The most horrifying exposure of the Christian Brothers' complicity in covering up crimes against children – and thereby facilitating them – was in the case of Donal Dunne. His 40-year career as a child sex-abusing teacher began as a Christian Brother. He was granted voluntary dispensation from his vows after three incidents of abuse, and progressed thereafter through six different schools where "he terrorised and sexually abused children in his classroom", according to the report. "At various times during his career, parents attempted to challenge his behaviour but he was persistently protected by diocesan and school authorities and moved from school to school.
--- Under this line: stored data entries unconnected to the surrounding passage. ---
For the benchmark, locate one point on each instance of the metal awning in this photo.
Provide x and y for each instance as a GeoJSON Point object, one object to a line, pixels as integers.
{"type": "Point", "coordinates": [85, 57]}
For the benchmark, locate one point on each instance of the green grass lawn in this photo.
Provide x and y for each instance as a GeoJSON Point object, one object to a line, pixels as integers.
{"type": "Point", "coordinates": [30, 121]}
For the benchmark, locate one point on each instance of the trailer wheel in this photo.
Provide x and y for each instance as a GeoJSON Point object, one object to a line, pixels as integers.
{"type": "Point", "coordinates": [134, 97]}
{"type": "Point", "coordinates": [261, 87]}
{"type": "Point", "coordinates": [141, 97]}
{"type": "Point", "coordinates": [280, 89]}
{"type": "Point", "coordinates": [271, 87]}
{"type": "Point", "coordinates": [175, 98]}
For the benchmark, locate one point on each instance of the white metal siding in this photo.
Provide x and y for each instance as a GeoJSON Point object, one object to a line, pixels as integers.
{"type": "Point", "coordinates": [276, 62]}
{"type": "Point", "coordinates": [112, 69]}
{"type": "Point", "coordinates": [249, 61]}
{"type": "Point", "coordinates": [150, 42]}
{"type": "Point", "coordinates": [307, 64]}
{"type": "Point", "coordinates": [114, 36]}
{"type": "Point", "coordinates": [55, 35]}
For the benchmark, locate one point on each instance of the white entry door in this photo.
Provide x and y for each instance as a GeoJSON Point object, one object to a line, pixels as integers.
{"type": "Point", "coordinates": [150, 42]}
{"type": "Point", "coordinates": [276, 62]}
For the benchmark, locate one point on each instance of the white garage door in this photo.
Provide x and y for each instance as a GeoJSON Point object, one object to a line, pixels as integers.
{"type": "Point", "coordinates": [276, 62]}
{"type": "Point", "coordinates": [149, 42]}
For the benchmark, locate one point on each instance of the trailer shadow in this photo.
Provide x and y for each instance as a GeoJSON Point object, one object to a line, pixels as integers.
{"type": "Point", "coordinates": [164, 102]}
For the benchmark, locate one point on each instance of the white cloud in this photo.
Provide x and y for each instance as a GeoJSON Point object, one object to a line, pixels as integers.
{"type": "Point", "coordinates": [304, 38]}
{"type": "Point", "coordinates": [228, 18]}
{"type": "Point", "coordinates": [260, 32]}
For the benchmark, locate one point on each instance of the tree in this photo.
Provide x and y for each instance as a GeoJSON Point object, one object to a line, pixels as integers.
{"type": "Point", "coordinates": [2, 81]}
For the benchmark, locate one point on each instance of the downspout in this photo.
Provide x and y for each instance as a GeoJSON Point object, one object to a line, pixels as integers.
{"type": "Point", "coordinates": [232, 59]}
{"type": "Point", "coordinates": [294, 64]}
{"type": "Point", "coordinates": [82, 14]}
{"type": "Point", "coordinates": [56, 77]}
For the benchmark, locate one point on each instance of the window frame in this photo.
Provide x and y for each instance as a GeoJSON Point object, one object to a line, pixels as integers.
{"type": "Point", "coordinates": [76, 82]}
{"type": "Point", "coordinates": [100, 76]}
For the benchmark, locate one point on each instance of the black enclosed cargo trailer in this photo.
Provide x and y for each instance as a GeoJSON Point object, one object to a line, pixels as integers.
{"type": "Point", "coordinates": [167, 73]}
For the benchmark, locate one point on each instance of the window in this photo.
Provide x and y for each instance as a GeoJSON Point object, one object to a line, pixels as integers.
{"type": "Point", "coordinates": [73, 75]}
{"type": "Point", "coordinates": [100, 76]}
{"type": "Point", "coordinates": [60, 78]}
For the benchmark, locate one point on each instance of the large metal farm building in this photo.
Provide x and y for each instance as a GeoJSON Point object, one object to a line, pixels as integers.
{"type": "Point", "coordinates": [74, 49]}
Complaints to the Department of Education were ignored."
In February 1999, the year the commission was set up, Dunne was jailed for a further two years on 16 counts of indecent assault on seven boys between 1965 and 1969. Had his superiors in the Christian Brothers taken action to stop him, instead of letting parish priests write glowing job references to secure him a school principalship, countless other children could have been saved from him. This was brought starkly home in the mid-1990s when Dunne was again convicted, this time for abusing a 12-year-old boy in 1995, when the former brother, who began abusing at the age of 21, was aged 74.
The commission describes the Christian Brothers' apology to victims as "guarded, conditional and unclear". Why, therefore, should anybody accept in good faith the words of contrition issued by the order since the report's publication on Wednesday? They have known about the abusers in their midst for decades. As far as their knowledge is concerned, little changed between the period before the report was published and the period since.
In recent times, the Christian Brothers' 96 schools in Ireland, with 35,000 students and 2,700 teachers, have been transferred to the auspices of the Edmund Rice Schools Trust but the order cannot wash its hands of the thousands of children whose care was entrusted to them in the industrial schools system.
As renewed controversy rages about the state's over-generous indemnity deal with religious orders, there must be survivors of those horrors who are aghast that the public's concentration has so quickly switched to the cost to the taxpayer rather than the imperative of calling to account the people in positions of responsibility who consistently covered up for child abusers.
Ireland has an abysmal track record in tackling the crime of sheltering criminals. Only two cases involving the charge of accessory-after-the-fact appear in the Law Reports. A new criminal offence of reckless endangerment of children was created by the Criminal Justice Act 2006 as a result of the Ferns Inquiry, but nobody has yet been charged with the crime. It came into effect on 1 August 2006. Under the law, a person with authority or control over a child, or an abuser, can be found guilty if it's proven that they intentionally or recklessly endangered the child by putting them in a situation where there was a risk or by failing to take reasonable steps to prevent that risk.
While church and state colluded in concealing abuse throughout the industrial schools system, the Christian Brothers' intransigence towards the state's commission of inquiry has compounded the order's transgressions against humanity. Their conduct gives a very hollow ring to Blessed Edmund Rice's ideal: "Catholic and Celtic, to God and Ireland true".